How the FSA Recommends a Financial Institution Handle Complaints

In the following article you will find some basic information on How the FSA Recommends a Financial Institution Handle Complaints. When a bank or other lender has been responsible for selling or mis-selling payment protection insurance, they have to treat complaints about the service according to the rule making powers of the Financial Services Authority (FSA).

How the FSA Recommends a Financial Institution Handle Complaints

Thanks to the strict regulations within the industry, the actions put in place by the finance company must follow certain steps. When a consumer understands the process, they are much more confident about making a claim for mis-sold PPI.

Contents

Assessment of Complaint

According to the FSA document ps10/12, which was feedback on the consultation document CP10/6, the receipt of a complaint should be dealt with as follows:

1. The firm must take in to account all evidence provided by the person lodging a complaint as well as any data held by the firm to decide if there was a possibility if mis-selling.

2. The firm must then establish the true nature of the complaint, which means analysing any data and not restricting their analysis to the presented evidence.

3. If needed, the firm should contact the person who lodged the complaint, even if they have representation, but this cannot be used to delay any processing of complaints.

4. If in the course of analysis, there are potential issues identified that are either related or unrelated to the specific claim, they should be addressed. These new issues can relate to the original process of selling the PPI or it can relate to the process of claiming against the insurance.

5. When a possible problem is identified during the analysis of the situation, the new data must be considered part of the original complaint even if this was not presented as evidence or complained about by the complainant.

6. Any research conducted, either by the firm or independent sources, must be considered when assessing the likelihood of a relevant claim. This information may have been found when investigating unrelated claims or by any other means.

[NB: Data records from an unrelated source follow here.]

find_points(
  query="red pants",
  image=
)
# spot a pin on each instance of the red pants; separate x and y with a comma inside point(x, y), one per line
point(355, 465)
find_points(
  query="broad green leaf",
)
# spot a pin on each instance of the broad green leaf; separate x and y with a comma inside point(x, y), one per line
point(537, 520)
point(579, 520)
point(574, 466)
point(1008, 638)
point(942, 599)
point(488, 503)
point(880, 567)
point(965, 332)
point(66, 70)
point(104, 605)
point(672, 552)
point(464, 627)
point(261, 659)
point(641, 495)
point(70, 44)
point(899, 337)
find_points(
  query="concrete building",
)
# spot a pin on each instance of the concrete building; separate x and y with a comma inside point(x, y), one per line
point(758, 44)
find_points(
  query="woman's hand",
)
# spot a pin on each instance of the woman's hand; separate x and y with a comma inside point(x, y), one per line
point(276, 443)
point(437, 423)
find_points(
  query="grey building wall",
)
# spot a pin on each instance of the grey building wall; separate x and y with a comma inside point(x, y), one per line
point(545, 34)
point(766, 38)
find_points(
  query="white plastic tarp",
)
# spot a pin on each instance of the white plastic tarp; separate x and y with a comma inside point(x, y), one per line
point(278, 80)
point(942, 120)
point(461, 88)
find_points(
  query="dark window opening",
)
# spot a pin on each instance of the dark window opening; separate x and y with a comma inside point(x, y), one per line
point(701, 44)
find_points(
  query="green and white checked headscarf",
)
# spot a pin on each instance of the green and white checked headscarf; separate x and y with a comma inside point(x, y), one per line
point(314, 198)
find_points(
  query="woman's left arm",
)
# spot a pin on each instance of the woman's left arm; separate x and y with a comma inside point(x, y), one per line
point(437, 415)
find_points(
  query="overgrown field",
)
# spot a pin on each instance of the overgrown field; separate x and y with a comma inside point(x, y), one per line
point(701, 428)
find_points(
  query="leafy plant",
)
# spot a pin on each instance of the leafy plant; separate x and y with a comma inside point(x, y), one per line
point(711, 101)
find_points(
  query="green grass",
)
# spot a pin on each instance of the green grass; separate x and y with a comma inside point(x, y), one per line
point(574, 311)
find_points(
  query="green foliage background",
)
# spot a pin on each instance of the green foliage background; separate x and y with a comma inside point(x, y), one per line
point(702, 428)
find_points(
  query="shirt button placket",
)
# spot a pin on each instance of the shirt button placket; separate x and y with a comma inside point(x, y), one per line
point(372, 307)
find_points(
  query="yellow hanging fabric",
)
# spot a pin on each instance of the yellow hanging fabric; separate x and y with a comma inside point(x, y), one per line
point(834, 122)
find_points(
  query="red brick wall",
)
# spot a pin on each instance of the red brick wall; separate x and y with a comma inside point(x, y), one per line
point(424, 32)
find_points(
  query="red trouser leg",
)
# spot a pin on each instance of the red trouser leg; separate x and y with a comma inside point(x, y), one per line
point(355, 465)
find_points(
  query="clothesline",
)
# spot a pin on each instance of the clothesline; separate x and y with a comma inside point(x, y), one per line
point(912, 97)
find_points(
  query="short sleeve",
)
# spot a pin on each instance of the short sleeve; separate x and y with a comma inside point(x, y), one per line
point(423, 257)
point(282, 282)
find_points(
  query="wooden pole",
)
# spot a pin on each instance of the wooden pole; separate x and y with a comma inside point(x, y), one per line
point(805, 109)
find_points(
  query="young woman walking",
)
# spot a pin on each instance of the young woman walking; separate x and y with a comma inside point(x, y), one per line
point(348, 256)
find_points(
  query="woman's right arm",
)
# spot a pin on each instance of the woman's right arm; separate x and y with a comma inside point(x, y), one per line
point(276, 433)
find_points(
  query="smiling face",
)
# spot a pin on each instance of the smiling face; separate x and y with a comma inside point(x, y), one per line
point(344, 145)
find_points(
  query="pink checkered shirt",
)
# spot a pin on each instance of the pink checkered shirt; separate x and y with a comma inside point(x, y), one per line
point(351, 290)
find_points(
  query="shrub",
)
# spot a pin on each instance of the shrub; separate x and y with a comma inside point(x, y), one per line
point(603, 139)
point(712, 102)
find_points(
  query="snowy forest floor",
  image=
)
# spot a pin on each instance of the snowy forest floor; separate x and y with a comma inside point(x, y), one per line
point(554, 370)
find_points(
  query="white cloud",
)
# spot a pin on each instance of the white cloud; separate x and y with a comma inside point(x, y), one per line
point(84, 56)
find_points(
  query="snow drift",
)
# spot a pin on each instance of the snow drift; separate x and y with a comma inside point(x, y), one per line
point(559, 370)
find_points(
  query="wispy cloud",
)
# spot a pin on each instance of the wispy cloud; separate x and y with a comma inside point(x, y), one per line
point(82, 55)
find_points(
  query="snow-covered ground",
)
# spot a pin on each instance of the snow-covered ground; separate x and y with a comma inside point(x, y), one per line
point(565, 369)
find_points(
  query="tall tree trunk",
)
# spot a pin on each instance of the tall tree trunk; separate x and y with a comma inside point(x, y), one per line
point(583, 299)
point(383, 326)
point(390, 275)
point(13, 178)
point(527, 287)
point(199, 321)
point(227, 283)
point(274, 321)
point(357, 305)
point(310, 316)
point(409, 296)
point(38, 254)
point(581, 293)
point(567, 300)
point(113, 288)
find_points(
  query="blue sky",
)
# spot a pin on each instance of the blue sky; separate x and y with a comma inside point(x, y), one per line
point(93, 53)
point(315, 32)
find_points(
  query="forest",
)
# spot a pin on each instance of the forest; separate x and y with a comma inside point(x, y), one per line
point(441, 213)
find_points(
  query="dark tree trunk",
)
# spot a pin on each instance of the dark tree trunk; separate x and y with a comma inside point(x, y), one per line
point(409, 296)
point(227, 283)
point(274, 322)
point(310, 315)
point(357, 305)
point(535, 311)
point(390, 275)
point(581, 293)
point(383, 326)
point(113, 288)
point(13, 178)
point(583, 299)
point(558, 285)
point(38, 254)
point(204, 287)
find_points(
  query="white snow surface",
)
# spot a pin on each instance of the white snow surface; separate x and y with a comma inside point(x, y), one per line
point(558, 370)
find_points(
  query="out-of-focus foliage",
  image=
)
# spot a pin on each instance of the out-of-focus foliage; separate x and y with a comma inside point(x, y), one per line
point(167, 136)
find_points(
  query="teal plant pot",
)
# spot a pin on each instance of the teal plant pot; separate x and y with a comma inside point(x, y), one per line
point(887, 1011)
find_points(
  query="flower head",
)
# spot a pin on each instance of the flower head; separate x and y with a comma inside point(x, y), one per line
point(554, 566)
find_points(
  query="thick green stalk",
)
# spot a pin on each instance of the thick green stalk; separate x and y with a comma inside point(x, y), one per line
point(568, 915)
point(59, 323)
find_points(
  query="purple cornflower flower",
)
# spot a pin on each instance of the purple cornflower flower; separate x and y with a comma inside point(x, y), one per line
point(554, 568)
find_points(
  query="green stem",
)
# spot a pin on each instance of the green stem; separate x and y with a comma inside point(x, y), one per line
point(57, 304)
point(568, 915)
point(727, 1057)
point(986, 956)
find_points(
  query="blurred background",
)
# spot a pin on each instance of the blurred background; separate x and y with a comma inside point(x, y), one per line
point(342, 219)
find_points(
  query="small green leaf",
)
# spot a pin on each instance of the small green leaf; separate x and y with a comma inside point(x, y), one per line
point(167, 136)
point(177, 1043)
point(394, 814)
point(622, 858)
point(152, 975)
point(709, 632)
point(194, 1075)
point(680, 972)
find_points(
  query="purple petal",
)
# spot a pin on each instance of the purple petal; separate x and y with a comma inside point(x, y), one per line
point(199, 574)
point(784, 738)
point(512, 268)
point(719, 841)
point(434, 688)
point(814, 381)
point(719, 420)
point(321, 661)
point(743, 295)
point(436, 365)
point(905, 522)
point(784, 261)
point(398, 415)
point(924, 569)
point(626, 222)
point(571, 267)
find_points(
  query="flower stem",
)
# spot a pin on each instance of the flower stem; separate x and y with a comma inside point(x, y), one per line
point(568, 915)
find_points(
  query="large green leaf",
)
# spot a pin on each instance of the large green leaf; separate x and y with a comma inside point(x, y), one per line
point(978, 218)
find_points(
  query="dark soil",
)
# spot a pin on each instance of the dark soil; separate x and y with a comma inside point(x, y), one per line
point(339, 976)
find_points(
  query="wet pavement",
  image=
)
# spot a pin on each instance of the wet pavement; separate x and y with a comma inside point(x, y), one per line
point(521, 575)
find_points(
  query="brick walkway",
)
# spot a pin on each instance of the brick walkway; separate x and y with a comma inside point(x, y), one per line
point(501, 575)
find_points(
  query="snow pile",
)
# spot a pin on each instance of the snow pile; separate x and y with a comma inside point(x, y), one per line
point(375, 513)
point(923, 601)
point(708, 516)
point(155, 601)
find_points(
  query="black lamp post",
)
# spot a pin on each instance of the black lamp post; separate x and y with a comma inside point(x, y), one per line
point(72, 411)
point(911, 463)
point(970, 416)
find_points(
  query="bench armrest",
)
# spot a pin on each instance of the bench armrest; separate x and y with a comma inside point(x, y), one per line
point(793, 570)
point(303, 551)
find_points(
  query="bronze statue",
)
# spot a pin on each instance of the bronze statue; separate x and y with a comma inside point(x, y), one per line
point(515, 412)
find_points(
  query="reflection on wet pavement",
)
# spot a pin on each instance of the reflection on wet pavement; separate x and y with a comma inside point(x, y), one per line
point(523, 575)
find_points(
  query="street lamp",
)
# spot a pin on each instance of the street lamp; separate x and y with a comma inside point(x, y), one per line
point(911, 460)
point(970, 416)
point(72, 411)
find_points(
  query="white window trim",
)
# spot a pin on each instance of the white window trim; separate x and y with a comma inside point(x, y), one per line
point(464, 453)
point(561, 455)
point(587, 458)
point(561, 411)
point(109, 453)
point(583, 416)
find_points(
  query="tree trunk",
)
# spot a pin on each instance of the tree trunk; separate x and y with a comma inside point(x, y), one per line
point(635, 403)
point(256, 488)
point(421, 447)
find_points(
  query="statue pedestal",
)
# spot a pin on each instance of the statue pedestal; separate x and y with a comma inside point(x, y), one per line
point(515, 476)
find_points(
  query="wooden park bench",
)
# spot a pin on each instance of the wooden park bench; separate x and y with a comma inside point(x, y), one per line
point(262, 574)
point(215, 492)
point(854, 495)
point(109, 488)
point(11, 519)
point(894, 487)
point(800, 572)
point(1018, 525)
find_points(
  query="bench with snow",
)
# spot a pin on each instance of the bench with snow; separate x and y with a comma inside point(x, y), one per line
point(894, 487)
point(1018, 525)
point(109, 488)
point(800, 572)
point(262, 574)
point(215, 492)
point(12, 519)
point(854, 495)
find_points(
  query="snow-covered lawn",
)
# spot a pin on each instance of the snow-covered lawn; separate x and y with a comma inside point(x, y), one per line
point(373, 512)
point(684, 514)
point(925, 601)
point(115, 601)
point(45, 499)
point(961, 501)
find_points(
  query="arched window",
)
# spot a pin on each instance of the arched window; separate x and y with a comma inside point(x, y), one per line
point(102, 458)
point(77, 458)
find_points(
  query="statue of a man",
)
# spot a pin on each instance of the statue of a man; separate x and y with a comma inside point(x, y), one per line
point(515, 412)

7. The firm should take in to account any PPI sold to the claimant, not just the policy in question and they should assess whether there would have been any cumulative financial impact for the customer. This can be especially important where customers have refinanced at any stage.

A Thorough Investigation

It is clear to see from the above guidelines that there are many ways in which a claim can be justified by the lender or insurance provider without a client actually understanding fully, the reasons for their compensation. An appropriately diligent lender will thoroughly investigate any problems they may have had with their sales process in the past and this will usually mean the problems associated with mis-sold PPI will have already been identified.

The issue of whether a customer truly understands the process of claiming back any PPI payments would not be hindered by their ability to remember every fact of the matter. Where there have been previously successful claims against the company, it is almost accepted that the process was inherently flawed.

Open for Abuse?

There have been some suggestions that this system can be potentially abused, but the systems in place at financial institutions have been identified long ago and it is simple to see if a claim made against a PPI plan, falls within certain times when there were systemic problems.

Making a speculative claim can be frowned upon, but in the same sense that a customer did not know their rights at the point of sale, they are not obliged to know their rights now. It is in the hands of the firm to decide whether they acted appropriately and not for the customer to decide on their part.